The two daughters, even though they have done well financially haven't fulfilled my expectations in raising their children. One major difference is that in most marriages the husband plays the major role in setting the rules, and America being a melting pot, unlike the Britain that my wife and I grew up in, brings couples together from a variety of ethnic, religious, and class backgrounds and the rules and standards under which my daughters were raised hasn't been followed in the raising of their children. Another factor that I have come to realize is that Genetics can play a huge role in how offspring turn out. One daughter unfortunately married into a family that we came to realize years later has serious genetic problems that go back many generations on the mother-in-law's side of the family. At this time, one grandson is totally normal, the other grandson has had behavioral and addiction problems, diagnosed as a very small child that now make him unemployable, unable to make friends, and getting worse. The third child, died of a birth defect, an inoperable tumor that started growing when her growth spurt kicked in at age 7. Prior to that she was so unusually intelligent that I started tutoring her in Math & Science and was amazed and overjoyed at her capabilities. The father is highly intelligent but has obvious genetic deficiencies that he has been able to work around and become a very successful attorney in spite of his weirdness.
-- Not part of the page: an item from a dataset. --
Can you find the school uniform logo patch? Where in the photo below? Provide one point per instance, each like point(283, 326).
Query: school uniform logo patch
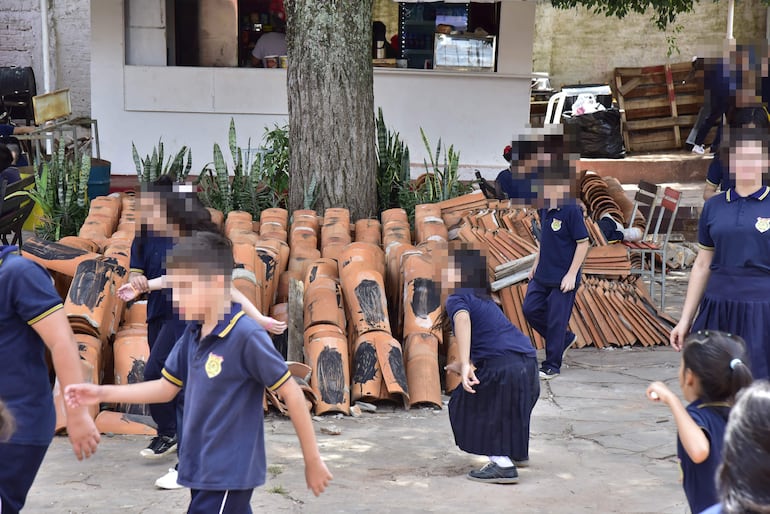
point(214, 365)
Another problem I have noticed is that wealthy, busy, workaholic fathers that live in wealthy neighborhoods are often guilty of throwing money at every problem that surfaces rather than being disciplinarians and taking the time to bond with their children, engage in family activities, and teach them good values.

In future years DNA testing is likely to be widely used by couples before deciding to have children. The technology is coming along well but hasn't yet progressed to the point where it is affordable and popular.

Call your dad and today and thank him for his forward thinking. Money is the last great secret in our society. By far, the majority parents never discuss financial specifics with their children.

Because parents are rarely transparent about money, children learn to measure success by the height of the pile of stuff a family owns. They miss out on a great opportunity to learn from the families success and failures.

This secrecy often carries long into adulthood making it difficult for adult children to make smart choices when their elderly parents need assistance.